Sunday, October 5, 2014

Namaste 
There is something about it. A calmness. I can’t quite put my finger on it, and I wouldn’t be able to do it by myself. Namaste.
            Growing up dancing, I never set foot into a gymnasium for sports, weight training, or really anything. I found peace in having another place, another family. I loved growing up in my dance studio. It felt like home. When spending 10-15 hours there a week since the age of 12, it had to.
            When I came to college, I didn’t quite know what I was going to do. Freshman year, I found a love for running (I definitely had to dig deep for it, but I eventually found it). Having never been allowed to run as a dancer, it was freeing. It was an inner challenge and a goal-oriented exercise that I quickly got addicted to. Unfortunately, over the summer my running habits fell a bit as I got back into ballet. While I had enjoyed running, I realized that nothing could really compare with the complexity of ballet- the desire for unattainable perfection. It is a full mind-body intricacy, but again I struggled as I ventured back to school. What can I try this year?
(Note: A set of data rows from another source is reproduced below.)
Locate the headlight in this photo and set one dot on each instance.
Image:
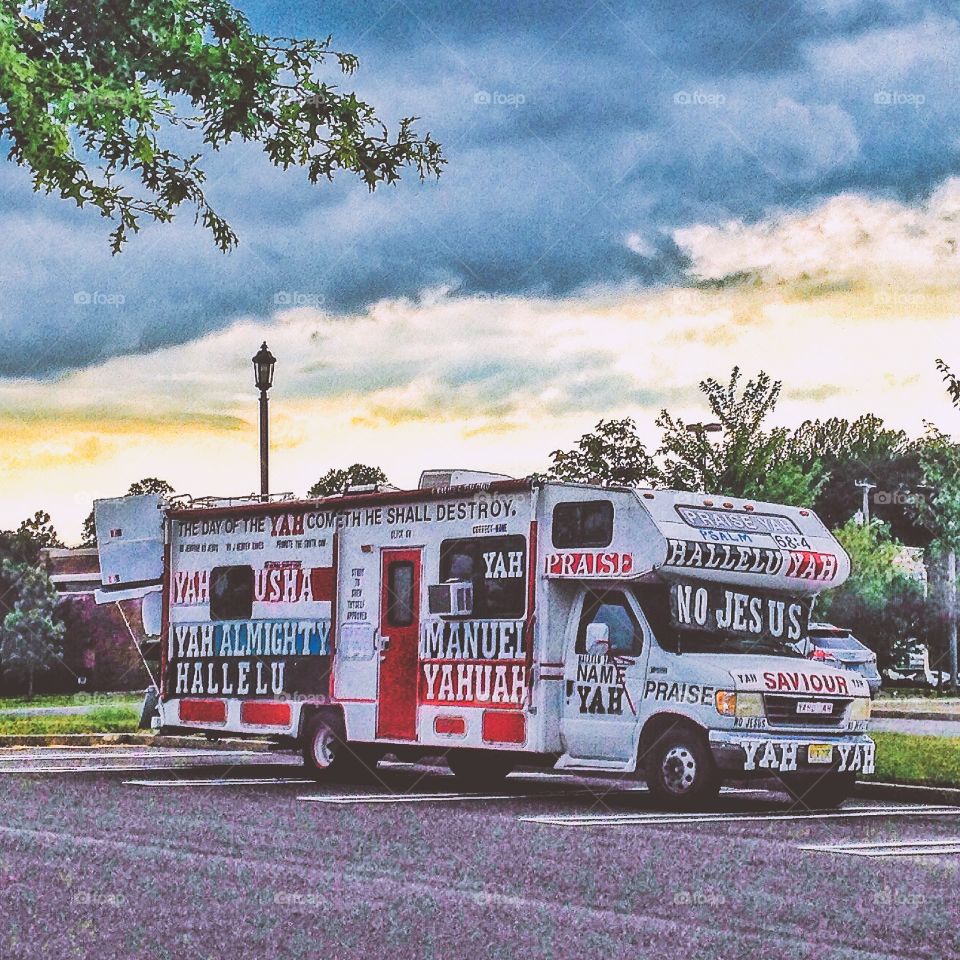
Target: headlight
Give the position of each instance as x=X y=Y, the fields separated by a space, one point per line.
x=726 y=702
x=750 y=705
x=860 y=709
x=731 y=704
            A few weeks into school, I decided to do my first proper yoga class. I hated it. It was hard and I was frustrated that I wasn’t strong enough to hold myself, but the week following that class, I was calmer, happier, and more energized. All of my aches and pains vanished, so I figured suck it up and try it again.
            I got a group of people together and we walked to a yoga class about a mile and a half from campus. We rolled out our mats and let our bare toes form crevasses in the foam. A soothing music filled the negative space in the room and our instructor began with breathing. I learned new things about this activity that I have been participating in every minute of every day for my entire life. I had no idea the power of breath. This first class I began getting frustrated but the instructor saw the tension that I was holding and announced to the class, “Let your body do what it does naturally. Don’t try to make it pretty. Do what feels rights.” With this, the stubborn part of me diminished and my muscles unclenched. Not caring what I looked like, a sense of fluidity came across my movements. Before I knew it, the class was over. “Namaste,” the instructor said as she bowed. I closed my eyes and pushed the palms of my hands together and bowed back. “Namaste.”  

            I don’t know if it is the “yoga breathing,” the stretching and strengthening, or the soothing music and gracefulness of the Sanskrit language but since I have started this weekly yoga regime, I have seemed to find a new home, a new exercise, and a new home.